Miscellaneous Provisions

The final regulations provide that there will be no early retirement reduction for commencement of benefits prior to age 62 for a participant in a defined benefit plan of a state or local government or an Indian tribal government (or certain political subdivisions thereof) who is credited with at least 15 years of service for benefit accrual purposes as:

  • a full-time employee of any police department or fire department of a state or local government or Indian tribal government (or a political subdivision thereof that provides police protection, firefighting services, or emergency medical services), or
  • a member of the Armed Forces of the United States.

The final regulations also contain special rules for church plans.

Defined Contribution Plans — Restorative Payments

The final regulations provide that restorative payments are not counted as annual additions in any limitation year. Restorative payments are payments made to restore plan losses resulting from a fiduciary breach where there is a reasonable risk of liability for breach of fiduciary duty under Title I of ERISA (other than a failure to timely remit participant contributions). The final regulations add a new provision for losses resulting from a fiduciary breach where there is a reasonable risk of liability for breach of fiduciary duty under other applicable federal or state law.
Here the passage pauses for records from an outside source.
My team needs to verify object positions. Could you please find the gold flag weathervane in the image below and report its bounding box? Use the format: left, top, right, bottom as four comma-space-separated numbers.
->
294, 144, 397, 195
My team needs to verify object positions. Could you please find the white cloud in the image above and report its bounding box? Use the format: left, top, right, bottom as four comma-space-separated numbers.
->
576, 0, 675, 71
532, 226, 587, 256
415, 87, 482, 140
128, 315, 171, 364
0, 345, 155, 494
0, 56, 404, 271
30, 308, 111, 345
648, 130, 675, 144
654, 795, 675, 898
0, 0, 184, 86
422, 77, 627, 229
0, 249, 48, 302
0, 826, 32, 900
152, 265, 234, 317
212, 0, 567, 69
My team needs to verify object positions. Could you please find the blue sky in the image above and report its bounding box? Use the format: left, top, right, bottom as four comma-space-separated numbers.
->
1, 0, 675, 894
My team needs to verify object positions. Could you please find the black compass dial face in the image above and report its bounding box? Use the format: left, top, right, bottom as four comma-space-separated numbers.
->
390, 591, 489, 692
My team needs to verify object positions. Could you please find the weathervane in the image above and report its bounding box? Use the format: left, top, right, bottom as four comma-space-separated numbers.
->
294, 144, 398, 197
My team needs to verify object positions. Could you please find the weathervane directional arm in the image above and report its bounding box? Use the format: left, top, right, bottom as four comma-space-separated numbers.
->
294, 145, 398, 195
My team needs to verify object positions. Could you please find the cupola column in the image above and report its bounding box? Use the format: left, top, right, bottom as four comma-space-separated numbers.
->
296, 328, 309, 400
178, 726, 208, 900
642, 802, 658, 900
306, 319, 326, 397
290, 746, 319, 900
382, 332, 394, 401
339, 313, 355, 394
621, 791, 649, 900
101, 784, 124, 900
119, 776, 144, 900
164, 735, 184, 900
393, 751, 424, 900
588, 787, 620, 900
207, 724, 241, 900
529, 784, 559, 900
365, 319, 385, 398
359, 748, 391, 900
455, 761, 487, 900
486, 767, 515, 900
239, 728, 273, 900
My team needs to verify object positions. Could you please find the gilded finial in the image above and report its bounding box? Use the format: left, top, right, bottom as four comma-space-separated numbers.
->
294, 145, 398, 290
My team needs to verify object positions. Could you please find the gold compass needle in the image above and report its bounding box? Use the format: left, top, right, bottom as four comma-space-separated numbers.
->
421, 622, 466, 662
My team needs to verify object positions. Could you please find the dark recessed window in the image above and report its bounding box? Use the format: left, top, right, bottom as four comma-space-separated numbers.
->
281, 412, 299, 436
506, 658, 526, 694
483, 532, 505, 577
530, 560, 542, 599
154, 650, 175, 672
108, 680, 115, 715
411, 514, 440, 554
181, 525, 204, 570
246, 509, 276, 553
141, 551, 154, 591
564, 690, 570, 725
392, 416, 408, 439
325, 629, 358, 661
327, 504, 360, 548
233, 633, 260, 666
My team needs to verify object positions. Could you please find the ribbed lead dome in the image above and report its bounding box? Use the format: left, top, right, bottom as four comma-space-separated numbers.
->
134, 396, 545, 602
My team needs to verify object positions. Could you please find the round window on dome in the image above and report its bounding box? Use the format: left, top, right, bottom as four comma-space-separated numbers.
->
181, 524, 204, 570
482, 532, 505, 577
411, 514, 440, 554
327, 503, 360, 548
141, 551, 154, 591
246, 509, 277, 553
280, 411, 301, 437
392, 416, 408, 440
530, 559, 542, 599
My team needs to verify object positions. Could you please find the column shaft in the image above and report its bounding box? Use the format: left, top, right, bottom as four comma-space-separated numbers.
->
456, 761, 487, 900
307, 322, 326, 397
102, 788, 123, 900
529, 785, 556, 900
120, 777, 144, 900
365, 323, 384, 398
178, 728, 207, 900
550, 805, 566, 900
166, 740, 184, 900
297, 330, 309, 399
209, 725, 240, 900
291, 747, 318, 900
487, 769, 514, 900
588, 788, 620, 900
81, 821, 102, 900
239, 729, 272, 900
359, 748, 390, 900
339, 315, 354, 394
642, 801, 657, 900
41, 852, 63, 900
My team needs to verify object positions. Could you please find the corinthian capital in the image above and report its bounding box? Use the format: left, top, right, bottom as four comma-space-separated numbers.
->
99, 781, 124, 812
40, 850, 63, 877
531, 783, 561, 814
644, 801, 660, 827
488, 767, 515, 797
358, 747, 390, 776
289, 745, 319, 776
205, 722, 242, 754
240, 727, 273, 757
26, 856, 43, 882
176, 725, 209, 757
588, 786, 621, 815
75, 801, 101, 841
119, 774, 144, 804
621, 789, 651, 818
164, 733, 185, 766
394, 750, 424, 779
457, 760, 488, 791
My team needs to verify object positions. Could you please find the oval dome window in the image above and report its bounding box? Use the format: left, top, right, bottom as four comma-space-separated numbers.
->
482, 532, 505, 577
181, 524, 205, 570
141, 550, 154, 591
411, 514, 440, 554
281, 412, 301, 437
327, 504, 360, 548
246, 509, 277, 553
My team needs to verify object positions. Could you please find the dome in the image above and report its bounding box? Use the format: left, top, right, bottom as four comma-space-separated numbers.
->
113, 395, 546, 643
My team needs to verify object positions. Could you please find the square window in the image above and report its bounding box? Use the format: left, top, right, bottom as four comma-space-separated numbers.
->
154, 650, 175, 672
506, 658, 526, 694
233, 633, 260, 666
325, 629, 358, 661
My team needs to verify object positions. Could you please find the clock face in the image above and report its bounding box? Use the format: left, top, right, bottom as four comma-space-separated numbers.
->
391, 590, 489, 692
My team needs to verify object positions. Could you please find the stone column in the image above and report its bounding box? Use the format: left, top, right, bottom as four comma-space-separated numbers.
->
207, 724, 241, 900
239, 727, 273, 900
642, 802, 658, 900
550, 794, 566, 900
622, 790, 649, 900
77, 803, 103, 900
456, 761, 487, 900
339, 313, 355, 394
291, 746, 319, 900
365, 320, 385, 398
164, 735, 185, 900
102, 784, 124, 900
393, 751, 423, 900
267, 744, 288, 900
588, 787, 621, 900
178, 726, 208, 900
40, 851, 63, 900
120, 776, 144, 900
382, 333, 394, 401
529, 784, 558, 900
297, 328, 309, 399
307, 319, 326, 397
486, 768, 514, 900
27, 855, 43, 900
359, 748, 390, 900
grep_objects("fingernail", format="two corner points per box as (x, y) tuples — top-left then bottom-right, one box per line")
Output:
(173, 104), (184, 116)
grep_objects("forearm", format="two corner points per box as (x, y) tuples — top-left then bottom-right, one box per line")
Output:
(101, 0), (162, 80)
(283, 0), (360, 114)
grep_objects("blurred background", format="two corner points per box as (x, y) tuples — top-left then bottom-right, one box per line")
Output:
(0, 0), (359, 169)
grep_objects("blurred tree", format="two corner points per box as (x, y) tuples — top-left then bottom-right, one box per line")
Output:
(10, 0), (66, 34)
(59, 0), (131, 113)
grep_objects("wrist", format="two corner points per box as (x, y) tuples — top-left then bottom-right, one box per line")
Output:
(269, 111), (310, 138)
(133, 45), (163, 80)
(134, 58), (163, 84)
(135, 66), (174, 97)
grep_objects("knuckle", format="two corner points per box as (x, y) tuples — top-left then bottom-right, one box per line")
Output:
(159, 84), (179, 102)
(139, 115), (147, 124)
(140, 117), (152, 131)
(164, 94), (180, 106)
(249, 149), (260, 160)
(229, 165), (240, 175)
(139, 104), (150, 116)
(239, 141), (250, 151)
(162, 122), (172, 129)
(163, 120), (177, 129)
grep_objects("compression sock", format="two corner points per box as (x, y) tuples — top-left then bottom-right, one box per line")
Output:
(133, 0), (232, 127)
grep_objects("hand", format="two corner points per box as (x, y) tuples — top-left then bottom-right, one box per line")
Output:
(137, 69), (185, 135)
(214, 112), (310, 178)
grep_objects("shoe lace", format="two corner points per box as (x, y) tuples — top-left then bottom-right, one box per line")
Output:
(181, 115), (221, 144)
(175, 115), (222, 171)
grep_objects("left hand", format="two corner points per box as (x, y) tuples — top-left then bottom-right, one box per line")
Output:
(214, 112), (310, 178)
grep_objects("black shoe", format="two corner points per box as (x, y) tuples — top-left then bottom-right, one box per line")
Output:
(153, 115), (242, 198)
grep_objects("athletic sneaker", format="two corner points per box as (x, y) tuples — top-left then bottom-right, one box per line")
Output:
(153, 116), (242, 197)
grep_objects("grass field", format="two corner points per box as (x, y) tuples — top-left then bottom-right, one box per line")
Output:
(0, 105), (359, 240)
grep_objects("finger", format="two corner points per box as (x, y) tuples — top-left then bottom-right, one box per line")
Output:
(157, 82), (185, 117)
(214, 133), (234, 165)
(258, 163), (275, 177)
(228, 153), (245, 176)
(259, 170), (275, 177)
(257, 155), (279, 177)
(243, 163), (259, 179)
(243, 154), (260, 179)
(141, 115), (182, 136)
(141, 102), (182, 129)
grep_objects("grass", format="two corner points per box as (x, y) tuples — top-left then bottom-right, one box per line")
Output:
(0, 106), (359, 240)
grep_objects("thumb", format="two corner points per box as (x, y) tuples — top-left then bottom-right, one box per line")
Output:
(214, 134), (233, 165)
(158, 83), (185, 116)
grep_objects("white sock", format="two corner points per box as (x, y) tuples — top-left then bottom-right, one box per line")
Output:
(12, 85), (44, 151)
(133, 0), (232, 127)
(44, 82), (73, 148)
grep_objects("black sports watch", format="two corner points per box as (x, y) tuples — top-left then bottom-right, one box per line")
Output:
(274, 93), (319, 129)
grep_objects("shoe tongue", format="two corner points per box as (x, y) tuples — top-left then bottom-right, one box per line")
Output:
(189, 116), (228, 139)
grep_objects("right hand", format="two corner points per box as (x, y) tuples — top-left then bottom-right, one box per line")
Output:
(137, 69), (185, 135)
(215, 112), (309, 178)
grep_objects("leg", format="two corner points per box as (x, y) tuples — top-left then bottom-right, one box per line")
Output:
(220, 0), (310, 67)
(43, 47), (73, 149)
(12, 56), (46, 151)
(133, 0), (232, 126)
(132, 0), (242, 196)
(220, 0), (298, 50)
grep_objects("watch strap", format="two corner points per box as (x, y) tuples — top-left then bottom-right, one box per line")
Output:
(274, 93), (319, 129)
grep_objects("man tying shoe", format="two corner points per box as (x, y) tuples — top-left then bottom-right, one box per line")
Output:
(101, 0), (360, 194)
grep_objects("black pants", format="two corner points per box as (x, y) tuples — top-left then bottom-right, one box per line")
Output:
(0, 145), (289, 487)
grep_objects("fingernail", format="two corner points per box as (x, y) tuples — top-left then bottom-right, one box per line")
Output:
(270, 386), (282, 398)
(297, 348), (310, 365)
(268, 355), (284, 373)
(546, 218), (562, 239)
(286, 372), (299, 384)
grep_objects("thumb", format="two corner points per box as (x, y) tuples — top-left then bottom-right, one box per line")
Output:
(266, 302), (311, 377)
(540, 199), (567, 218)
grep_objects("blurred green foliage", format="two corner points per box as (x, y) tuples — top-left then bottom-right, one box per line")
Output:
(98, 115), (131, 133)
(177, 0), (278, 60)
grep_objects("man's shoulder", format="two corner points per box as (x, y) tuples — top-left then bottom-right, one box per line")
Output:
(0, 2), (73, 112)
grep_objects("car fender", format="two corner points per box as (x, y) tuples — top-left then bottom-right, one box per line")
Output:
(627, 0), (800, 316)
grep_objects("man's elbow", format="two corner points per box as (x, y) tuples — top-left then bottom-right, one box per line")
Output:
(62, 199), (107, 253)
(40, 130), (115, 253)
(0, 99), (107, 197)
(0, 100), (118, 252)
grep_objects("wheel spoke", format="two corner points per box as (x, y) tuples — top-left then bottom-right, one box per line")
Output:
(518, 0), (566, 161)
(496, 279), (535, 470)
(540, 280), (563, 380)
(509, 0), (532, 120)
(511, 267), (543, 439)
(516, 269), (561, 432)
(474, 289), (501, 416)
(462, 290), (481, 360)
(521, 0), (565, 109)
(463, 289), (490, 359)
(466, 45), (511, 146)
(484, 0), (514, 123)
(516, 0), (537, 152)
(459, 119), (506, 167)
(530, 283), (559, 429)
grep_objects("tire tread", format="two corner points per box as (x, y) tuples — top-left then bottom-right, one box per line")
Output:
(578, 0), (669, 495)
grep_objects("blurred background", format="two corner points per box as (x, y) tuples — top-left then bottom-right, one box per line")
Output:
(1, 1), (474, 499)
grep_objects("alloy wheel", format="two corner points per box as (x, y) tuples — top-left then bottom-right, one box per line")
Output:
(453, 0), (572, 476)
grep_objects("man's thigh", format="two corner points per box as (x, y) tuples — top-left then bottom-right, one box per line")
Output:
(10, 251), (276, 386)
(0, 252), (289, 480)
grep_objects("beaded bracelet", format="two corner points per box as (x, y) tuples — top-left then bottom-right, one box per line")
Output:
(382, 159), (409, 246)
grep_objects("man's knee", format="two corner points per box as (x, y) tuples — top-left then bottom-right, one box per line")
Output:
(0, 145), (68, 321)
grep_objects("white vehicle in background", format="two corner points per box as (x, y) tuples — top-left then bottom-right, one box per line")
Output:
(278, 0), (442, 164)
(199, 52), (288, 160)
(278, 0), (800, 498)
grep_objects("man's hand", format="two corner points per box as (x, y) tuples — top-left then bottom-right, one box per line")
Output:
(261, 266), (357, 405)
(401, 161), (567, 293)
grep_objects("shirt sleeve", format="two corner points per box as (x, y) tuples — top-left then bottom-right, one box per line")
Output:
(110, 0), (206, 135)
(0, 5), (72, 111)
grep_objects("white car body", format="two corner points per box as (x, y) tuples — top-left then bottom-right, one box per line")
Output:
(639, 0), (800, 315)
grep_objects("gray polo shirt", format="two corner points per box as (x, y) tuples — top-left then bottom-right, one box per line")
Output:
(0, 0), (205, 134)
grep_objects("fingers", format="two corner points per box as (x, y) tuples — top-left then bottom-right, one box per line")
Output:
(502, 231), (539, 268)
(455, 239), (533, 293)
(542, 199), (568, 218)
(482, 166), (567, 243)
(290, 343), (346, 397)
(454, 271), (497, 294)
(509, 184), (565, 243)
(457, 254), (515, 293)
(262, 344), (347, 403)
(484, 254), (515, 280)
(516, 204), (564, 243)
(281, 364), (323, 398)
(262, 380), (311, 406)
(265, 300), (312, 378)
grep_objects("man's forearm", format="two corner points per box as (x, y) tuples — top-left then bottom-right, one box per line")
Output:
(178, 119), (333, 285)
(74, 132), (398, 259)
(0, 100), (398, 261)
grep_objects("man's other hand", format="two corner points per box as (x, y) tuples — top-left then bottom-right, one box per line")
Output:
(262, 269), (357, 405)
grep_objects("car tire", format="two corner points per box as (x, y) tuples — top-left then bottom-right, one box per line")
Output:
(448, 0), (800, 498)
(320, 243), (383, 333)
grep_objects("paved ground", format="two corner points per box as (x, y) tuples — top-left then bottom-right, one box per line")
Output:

Restorative payments do not include payments to make up for market fluctuations, payments to cover early termination or redemption fees in the case of a change in investment funds, or other payments not made on account of a reasonable risk of liability for breach of fiduciary duty. For more information on restorative payments see IRS Revenue Ruling 2002–45.

Plan Amendment Timing

A qualified plan must now file for a determination letter once every five years. However, because a plan provision that results in a failure of the plan to satisfy the final regulations is a disqualifying provision, an interim amendment must be adopted (pursuant to Revenue Procedure 2007–44) by the end of the remedial amendment period described in Treasury Regulations section 1.401(b)–1. Therefore, in the case of a plan with a calendar year plan year and a calendar year limitation year that is sponsored by a nongovernmental employer with a calendar year tax year, the plan’s remedial amendment period with respect to the final regulations generally ends on the date prescribed by law for the filing of the employer’s income tax return (including extensions) for the 2008 taxable year.

However, plan amendments for changes made to Code section 415 by the PPA must be made by the last day of the first plan year beginning on or after January 1, 2009. An amendment for the 5.5% interest rate (for determining the actuarially equivalent straight life annuity for a form of benefit that is subject to Code section 417(e)) required by the Pension Funding Equity Act of 2004 must, under the provisions of that statute as amended by the PPA, be made by the last day of the first plan year beginning on or after January 1, 2008.